Hoher Dom zu Paderborn
– Erntedank-

Der Erntedank gehört als fester Bestandteil in das Jahr. Am ersten Sonntag im Oktober feiert die Kirche in unserem Land das Erntedankfest. In vielen Gemeinden ist im Altarraum ein Erntekranz umgeben von Obst und Gemüse aufgebaut. Danke für die Gaben er Erde. Die Discounter-Supermarktgeneration versteht es vielleicht nicht, was dieser Dank denn in einer Gesellschaft soll, die schon lange keine Agragesellschaft mehr ist. Da wird doch sehr schnell deutlich, wie kurz das Gedächtnis der Menschen zuweilen ist. Es wird klar, wie oberflächlich die Betrachtung der Welt in einer Wohlstandsumgebung wird.

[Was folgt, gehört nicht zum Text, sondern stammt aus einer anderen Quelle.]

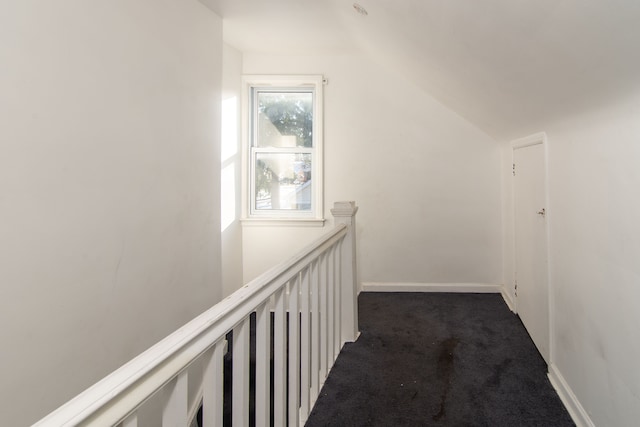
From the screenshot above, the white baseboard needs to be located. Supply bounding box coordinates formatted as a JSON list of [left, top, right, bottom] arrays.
[[362, 282, 502, 294], [548, 363, 595, 427], [500, 286, 516, 313]]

Noch ist es kaum drei Generationen her, da herrschte in diesem Land Hunger. Ob die verwöhnten Schnösel unserer Tage wissen, was das ist. Man kann es sich nicht vorstellen, wie das ist, eine leere Vorratskammer zu haben und sie nicht füllen zu können. Keine Dönerbude um die Ecke. Kein Lieferservice im Internet. Der hungrige Bauch bleibt hungrig. Und was man selber als Erwachsener schon schlecht wegsteckt, die Kinder und ihre flehenden Augen. Hunger tut weh! Er tut so richtig weh.

Im Winter 1945/46 gingen viele Frauen aus dem Ruhrgebiet ins Münsterland, um dort Lebensmittel für die Familie zu erbetteln. Die Hamsterweiber nannte man sie. Meine Großmutter, deren Mann in russischer Gefangenschaft war, hielt mit ihren beiden noch jugendlichen Söhnen die kleine Landwirtschaft aufrecht. Der Großvater hatte noch in seinem letzten Feldpostbrief darum gebeten. Es war harte Arbeit, doch so mußten sie nicht hungern. Es gab keine Reichtümer und sie waren arm, so wie damals alle arm waren in den kleinen Landwirtschafts- und Fabrikdörfern im Münsterland.

Noch Jahre später erzählte die Großmutter von den schweren Jahren im Krieg und den Hungerjahren danach. Die Versorgung der Bevölkerung war zusammen gebrochen. Die Hamsterweiber standen immer wieder mal vor der Tür. „Ich hatte nicht immer was.“, mußte Großmutter eingestehen. Und schließlich hatte sie auch zwei heranwachsende Söhne. Manche Leute gaben den Hamsterweibern Kartoffelschalen. Daraus konnte man noch eine Suppe kochen. Nein, dann gab sie lieber zwei oder drei Kartoffeln und aß selber eine weniger. Und wenn nichts da war, so erzählte sie mir, ohne wenigstens ein Butterbrot zu machen, hat sie keine Frau von der Tür gehen lassen. Eine stille Heldin war sie, die von diesen Dingen, wenn überhaupt, immer nur sehr leise sprach und nur wenn man sie unter vier Augen erwischt und nachdrücklich fragte.

Erntedank war ebenso wie das Tischgebet für sie so selbstverständlich wie atmen. Dankbar zu sein, in den schweren Jahren nicht verhungert zu sein, machte immer noch sehr viel von ihrem Leben aus. Mit dem Brotmesser wurde vor dem Anschneiden ein Kreuz unter das Brot gezeichnet. Essen kam von Gott und man sah es als Geschenk, dem man seine eigenen Arbeit beigeben mußte. Für ein Geschenk bedankt man sich.

Darum hat man auch in einer Industriegesellschaft und in einer globalisierten Welt keinen Grund den Erntedank abzuschaffen. Darum ist es völlig verfehlt, den Erntedank irgendwie gutmenschlich, sozialistisch oder klimaideologisch politisieren zu wollen. Wer da etwas ändern will, soll in die Politik gehen.
In dem Moment, wo der Mensch vor der Ernte eines Jahres steht, hat er allen Grund dankbar zu sein. Dazu müßte man sich dann tatsächlich mal vor die Ernte stellen. Es reicht schon, einmal zu schauen, wie viele Wagen Getreide ein Bauer von einem Feld holt. Mal auszurechnen, wieviele Brote man daraus backen kann. Wie viele Menschen werden davon wie lange satt. Es geht eben nichts über sinnliche Wahrnehmung.

Sinnliche Wahrnehmung machen auch die, die Lebensmittel retten. Nicht jeder ist dazu berufen, von Bäcker zu Bäcker zu laufen und Brote zu retten oder auf dem Markt am Abend Gemüse einzusammeln. Doch die, die das tun, die Foodsaver haben den Sinn von Erntedank allemal verstanden.